FIGS. 13-17 show microstructure photographs of magnesium alloy surfaces of Examples C1-C5 after immersed in sodium chloride solution for 5 days, respectively. FIG. 18 shows the microstructure photograph of magnesium alloy surface of Comparative Example D1 after immersed in sodium chloride solution for 5 days. FIG. 19 shows comparison results of the weight loss rate of the magnesium alloys of Examples C1-C5 and of the magnesium alloys of Comparative Examples D1-D3 after immersed in sodium chloride solution for 5 days.
According to Table 3 and FIG. 19, although the magnesium alloys of Examples C1-C5 were immersed in a corrosive solution for 5 days, the weight loss rate thereof was much lower than that of Comparative Example D1 (uncoated Mg—Al—Zn—Ca-based magnesium alloys) and Comparative Example D2 (uncoated AZ91 D magnesium alloys). Therefore, compared with the uncoated magnesium alloys, the corrosion resistance of the magnesium alloy in the Examples is significantly improved due to the coated composite chemical conversion film, which improves the corrosion resistance of the magnesium alloy. In particular, the weight loss rate of the magnesium alloys of Examples C2-C3 is even lower than that of Comparative Example D3 (the existing aluminum alloy 6061), which further demonstrates that the magnesium alloy of the present invention has excellent corrosion resistance and is not easily corroded by corrosive liquid.

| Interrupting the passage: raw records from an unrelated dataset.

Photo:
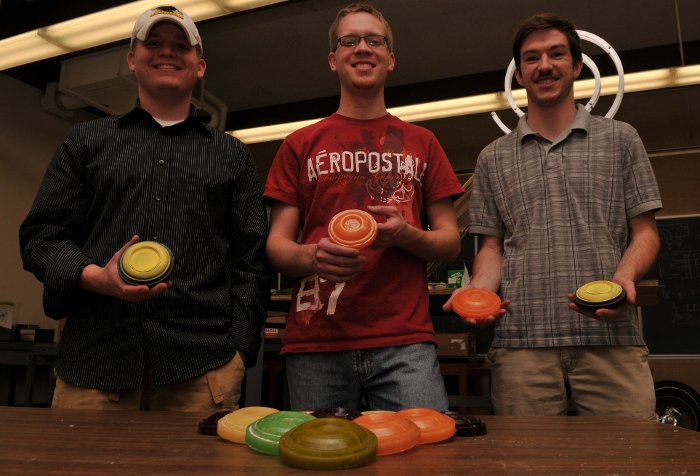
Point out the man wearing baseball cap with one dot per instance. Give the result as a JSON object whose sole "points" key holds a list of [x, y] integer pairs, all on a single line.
{"points": [[157, 173]]}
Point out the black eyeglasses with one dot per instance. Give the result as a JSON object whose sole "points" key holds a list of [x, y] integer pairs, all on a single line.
{"points": [[349, 41]]}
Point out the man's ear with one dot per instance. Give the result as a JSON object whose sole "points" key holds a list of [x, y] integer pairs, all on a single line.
{"points": [[518, 76], [202, 68], [332, 62], [130, 61]]}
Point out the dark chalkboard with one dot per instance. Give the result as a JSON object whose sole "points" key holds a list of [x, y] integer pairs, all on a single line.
{"points": [[672, 326]]}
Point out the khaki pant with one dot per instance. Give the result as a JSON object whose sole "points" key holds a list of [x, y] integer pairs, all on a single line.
{"points": [[603, 380], [216, 390]]}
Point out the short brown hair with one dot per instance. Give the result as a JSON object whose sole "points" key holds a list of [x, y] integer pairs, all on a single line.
{"points": [[547, 21], [359, 8]]}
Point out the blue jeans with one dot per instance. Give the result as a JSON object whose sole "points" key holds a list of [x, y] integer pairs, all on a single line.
{"points": [[383, 378]]}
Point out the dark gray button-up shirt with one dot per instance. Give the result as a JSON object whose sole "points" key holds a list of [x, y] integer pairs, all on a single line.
{"points": [[190, 187]]}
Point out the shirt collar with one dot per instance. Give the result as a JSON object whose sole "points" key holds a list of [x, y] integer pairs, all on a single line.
{"points": [[581, 122], [138, 114]]}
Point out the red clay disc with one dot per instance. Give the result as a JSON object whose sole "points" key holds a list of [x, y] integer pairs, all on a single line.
{"points": [[353, 228], [476, 303]]}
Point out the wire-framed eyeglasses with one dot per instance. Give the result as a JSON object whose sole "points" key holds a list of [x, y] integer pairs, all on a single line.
{"points": [[350, 41]]}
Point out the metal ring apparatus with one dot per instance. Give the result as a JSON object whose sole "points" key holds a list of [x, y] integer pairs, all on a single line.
{"points": [[591, 38]]}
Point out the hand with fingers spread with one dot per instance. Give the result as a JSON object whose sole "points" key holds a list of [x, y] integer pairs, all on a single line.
{"points": [[106, 281], [337, 263]]}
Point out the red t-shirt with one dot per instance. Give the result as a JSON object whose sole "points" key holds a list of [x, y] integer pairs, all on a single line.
{"points": [[341, 163]]}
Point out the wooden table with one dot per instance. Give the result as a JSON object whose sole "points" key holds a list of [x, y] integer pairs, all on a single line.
{"points": [[44, 442]]}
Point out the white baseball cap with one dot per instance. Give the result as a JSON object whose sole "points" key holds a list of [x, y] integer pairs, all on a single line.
{"points": [[149, 18]]}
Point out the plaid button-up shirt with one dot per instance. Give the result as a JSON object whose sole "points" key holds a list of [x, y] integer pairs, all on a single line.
{"points": [[562, 209]]}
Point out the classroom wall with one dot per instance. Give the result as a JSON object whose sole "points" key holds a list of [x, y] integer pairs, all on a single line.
{"points": [[28, 137]]}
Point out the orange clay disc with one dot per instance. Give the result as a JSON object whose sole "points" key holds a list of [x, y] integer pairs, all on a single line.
{"points": [[476, 303], [353, 228]]}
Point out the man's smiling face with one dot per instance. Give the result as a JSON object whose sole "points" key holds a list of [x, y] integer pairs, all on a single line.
{"points": [[361, 66]]}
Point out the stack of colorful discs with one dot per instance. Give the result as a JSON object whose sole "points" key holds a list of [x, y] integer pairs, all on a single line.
{"points": [[475, 303], [395, 434], [353, 228], [599, 294], [434, 426], [337, 412], [146, 262], [264, 434], [233, 426], [328, 444]]}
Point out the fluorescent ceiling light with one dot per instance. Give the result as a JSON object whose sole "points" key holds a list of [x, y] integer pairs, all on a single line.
{"points": [[634, 82], [104, 27]]}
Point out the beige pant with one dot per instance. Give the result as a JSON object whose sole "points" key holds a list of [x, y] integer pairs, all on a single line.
{"points": [[604, 380], [216, 390]]}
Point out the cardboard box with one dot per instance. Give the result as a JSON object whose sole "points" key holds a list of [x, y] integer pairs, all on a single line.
{"points": [[8, 314], [454, 278], [456, 345], [274, 334]]}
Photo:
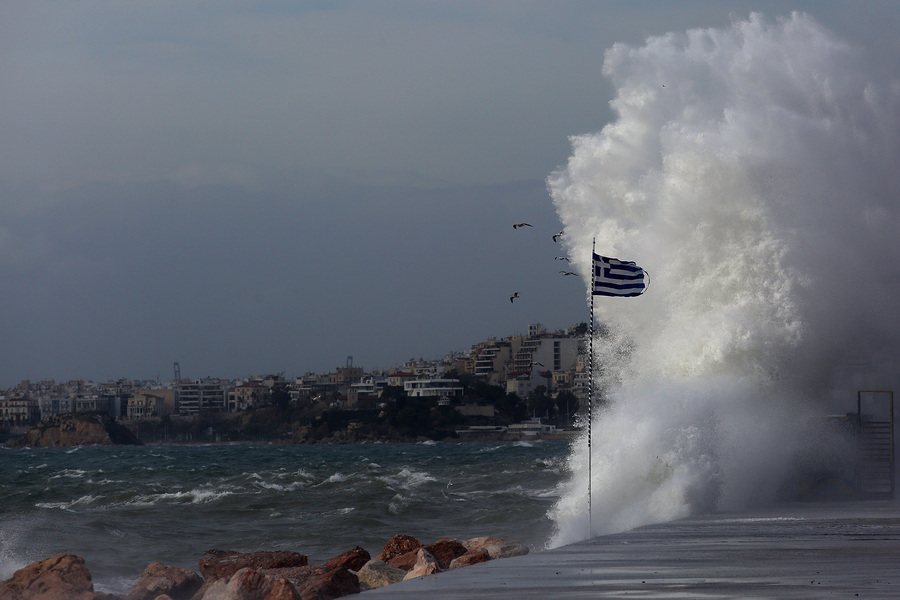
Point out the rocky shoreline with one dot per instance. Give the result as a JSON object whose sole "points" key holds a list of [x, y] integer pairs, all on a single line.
{"points": [[264, 575]]}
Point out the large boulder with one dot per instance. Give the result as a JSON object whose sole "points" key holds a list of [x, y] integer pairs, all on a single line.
{"points": [[61, 577], [471, 557], [425, 565], [223, 564], [78, 429], [397, 545], [377, 573], [329, 585], [445, 551], [351, 559], [158, 579], [496, 547]]}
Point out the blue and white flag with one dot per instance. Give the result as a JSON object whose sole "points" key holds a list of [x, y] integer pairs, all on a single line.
{"points": [[614, 277]]}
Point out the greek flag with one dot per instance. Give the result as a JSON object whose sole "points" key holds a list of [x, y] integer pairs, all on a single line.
{"points": [[614, 277]]}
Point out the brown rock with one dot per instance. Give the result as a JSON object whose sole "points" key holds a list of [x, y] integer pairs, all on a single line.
{"points": [[445, 550], [425, 565], [328, 585], [158, 579], [352, 560], [397, 545], [212, 590], [79, 429], [295, 575], [471, 557], [248, 584], [496, 547], [220, 564], [405, 561], [61, 577], [377, 573], [281, 590]]}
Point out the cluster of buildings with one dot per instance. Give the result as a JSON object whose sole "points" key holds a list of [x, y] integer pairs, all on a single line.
{"points": [[518, 363]]}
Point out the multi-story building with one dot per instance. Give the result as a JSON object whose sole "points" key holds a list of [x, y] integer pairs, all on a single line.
{"points": [[19, 411], [146, 405], [248, 395], [442, 388], [200, 395]]}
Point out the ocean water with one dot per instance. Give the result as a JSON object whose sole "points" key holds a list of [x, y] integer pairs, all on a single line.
{"points": [[751, 170], [121, 508]]}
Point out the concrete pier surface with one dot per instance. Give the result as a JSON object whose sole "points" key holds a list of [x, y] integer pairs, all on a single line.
{"points": [[830, 550]]}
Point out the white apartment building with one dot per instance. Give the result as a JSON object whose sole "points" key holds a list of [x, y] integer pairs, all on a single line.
{"points": [[442, 388]]}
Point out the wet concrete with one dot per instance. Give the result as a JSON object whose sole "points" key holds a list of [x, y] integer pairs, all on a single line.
{"points": [[840, 550]]}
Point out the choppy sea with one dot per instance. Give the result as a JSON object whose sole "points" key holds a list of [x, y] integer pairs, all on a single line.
{"points": [[122, 507]]}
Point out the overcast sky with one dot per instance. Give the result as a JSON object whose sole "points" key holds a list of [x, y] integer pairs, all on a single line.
{"points": [[255, 187]]}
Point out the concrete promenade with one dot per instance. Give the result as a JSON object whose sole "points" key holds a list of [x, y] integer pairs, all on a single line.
{"points": [[833, 550]]}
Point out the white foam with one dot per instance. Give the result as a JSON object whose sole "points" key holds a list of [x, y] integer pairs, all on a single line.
{"points": [[751, 172]]}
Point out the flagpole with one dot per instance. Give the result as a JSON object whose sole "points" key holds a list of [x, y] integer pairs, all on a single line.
{"points": [[591, 388]]}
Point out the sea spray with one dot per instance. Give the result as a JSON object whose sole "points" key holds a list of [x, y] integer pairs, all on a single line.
{"points": [[751, 172]]}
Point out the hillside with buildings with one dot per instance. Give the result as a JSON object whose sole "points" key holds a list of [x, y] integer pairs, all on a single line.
{"points": [[520, 385]]}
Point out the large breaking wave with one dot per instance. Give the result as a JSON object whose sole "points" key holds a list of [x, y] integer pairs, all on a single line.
{"points": [[752, 172]]}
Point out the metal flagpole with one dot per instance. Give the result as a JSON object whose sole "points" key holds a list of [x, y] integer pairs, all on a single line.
{"points": [[591, 388]]}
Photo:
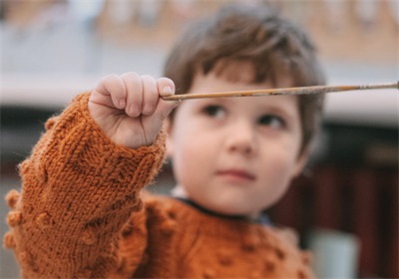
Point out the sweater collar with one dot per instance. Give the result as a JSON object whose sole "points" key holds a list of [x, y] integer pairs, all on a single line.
{"points": [[263, 219]]}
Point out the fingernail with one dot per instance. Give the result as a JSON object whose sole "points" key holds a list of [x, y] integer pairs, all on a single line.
{"points": [[168, 90]]}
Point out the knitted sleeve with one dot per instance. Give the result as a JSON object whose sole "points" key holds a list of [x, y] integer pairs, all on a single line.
{"points": [[78, 189]]}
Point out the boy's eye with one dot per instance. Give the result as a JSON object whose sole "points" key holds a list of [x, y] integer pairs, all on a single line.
{"points": [[214, 110], [272, 121]]}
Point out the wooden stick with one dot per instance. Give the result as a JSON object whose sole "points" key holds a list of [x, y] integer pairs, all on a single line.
{"points": [[282, 91]]}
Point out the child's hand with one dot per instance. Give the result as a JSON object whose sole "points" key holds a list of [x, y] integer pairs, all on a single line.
{"points": [[129, 107]]}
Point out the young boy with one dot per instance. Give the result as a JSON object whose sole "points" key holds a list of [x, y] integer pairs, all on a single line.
{"points": [[82, 211]]}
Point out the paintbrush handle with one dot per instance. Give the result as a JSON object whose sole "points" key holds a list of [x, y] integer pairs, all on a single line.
{"points": [[283, 91]]}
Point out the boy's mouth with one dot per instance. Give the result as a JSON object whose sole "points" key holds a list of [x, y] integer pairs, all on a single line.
{"points": [[238, 174]]}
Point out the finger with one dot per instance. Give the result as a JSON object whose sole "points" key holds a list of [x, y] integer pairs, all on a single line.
{"points": [[166, 87], [113, 86], [134, 90], [150, 95]]}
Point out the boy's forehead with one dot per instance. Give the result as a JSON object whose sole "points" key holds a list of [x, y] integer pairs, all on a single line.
{"points": [[235, 71], [244, 71]]}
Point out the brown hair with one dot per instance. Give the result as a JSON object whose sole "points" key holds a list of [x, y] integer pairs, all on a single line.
{"points": [[276, 47]]}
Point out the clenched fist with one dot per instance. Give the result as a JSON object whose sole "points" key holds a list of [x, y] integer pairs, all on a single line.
{"points": [[129, 108]]}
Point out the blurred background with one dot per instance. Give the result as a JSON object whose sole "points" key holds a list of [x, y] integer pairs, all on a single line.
{"points": [[345, 207]]}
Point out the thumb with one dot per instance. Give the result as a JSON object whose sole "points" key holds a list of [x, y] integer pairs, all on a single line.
{"points": [[166, 87]]}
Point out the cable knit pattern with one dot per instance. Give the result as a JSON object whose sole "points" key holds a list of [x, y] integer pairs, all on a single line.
{"points": [[82, 214]]}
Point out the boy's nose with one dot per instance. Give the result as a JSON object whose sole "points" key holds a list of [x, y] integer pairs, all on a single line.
{"points": [[241, 138]]}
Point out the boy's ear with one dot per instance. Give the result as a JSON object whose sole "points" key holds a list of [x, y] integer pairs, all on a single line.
{"points": [[169, 141], [301, 162]]}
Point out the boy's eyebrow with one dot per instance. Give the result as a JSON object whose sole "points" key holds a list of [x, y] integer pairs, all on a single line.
{"points": [[319, 89]]}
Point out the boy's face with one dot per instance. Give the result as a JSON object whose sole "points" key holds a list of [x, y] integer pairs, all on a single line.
{"points": [[235, 155]]}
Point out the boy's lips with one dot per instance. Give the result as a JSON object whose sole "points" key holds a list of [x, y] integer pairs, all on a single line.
{"points": [[237, 174]]}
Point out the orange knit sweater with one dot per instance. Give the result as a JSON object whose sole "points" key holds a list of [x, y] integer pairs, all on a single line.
{"points": [[81, 214]]}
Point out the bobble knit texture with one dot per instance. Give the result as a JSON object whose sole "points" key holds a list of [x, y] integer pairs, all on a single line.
{"points": [[82, 214]]}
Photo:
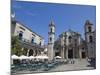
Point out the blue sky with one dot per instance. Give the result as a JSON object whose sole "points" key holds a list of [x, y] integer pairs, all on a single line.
{"points": [[37, 16]]}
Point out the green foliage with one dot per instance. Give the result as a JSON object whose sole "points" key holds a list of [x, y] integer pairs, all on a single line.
{"points": [[15, 46]]}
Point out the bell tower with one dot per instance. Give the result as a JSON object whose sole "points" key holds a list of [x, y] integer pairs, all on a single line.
{"points": [[51, 37]]}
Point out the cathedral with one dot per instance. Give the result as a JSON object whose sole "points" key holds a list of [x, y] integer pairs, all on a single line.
{"points": [[70, 44]]}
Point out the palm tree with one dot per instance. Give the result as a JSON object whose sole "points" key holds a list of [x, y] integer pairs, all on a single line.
{"points": [[15, 46]]}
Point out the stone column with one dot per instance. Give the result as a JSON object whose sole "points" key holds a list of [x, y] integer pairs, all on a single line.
{"points": [[67, 53]]}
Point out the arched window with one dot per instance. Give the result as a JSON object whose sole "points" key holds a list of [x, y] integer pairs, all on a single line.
{"points": [[69, 38], [89, 29], [90, 39], [20, 35]]}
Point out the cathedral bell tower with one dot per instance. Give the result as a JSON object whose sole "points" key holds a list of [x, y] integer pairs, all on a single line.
{"points": [[89, 37], [51, 37]]}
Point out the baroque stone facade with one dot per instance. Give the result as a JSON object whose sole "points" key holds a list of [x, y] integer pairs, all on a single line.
{"points": [[29, 40], [71, 45]]}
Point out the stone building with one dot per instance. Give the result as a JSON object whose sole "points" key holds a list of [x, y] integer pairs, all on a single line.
{"points": [[70, 44], [29, 40], [51, 39], [90, 38]]}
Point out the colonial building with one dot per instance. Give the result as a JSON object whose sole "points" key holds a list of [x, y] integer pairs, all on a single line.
{"points": [[90, 38], [70, 45], [29, 40], [51, 37]]}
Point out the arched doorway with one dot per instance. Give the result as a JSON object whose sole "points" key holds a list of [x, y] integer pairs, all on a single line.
{"points": [[83, 55], [20, 35], [31, 52], [70, 53]]}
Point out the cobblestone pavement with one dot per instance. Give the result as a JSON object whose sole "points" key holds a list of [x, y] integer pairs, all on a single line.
{"points": [[78, 65]]}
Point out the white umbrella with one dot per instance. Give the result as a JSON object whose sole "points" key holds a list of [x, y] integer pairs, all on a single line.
{"points": [[58, 57], [14, 57], [23, 57]]}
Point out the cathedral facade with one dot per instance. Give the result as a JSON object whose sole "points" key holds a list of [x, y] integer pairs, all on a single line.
{"points": [[71, 45]]}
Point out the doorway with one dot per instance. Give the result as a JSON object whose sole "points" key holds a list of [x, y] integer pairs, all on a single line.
{"points": [[70, 53]]}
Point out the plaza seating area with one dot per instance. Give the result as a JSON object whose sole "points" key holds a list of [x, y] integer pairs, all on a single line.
{"points": [[39, 66]]}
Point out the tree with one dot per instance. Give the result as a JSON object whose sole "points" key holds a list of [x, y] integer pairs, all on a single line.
{"points": [[15, 46]]}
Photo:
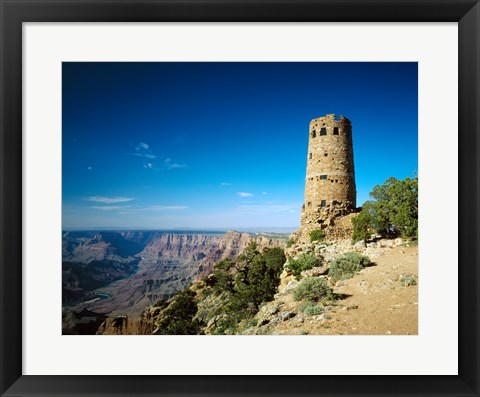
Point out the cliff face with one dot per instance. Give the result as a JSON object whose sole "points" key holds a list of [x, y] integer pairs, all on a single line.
{"points": [[167, 263]]}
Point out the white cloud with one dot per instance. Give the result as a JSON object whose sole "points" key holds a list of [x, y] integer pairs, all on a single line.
{"points": [[145, 155], [170, 165], [176, 165], [108, 200], [142, 146], [107, 207], [164, 207]]}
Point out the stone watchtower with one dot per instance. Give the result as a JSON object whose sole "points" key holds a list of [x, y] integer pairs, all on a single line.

As shown in FIGS. 13-17, no severe corrosion occurred on the surfaces of the magnesium alloys of Examples C1-C5 after immersed in the sodium chloride solution for 5 days. Referring specifically to FIG. 14, the surface of the magnesium alloy of Example C2 has substantially no corrosion and no significant change. On the other hand, referring specifically to FIG. 18, severe corrosion occurred on the surface of Comparative Example D1 (bare magnesium alloy Mg—Al—Zn—Ca), and precipitations of corrosion products covered on the surface of the magnesium alloy. It can also be seen from the comparison of the microstructures shown in FIGS. 13-17 and FIG. 18 that coated magnesium alloys has better corrosion resistance.
It should be noted that the above is only specific Examples of present invention. It is obvious that present invention is not limited to the above Examples, and there are many similar changes. All variations that a person skilled in the art derives or associates directly from the disclosure of present invention shall fall within the protection scope of present invention.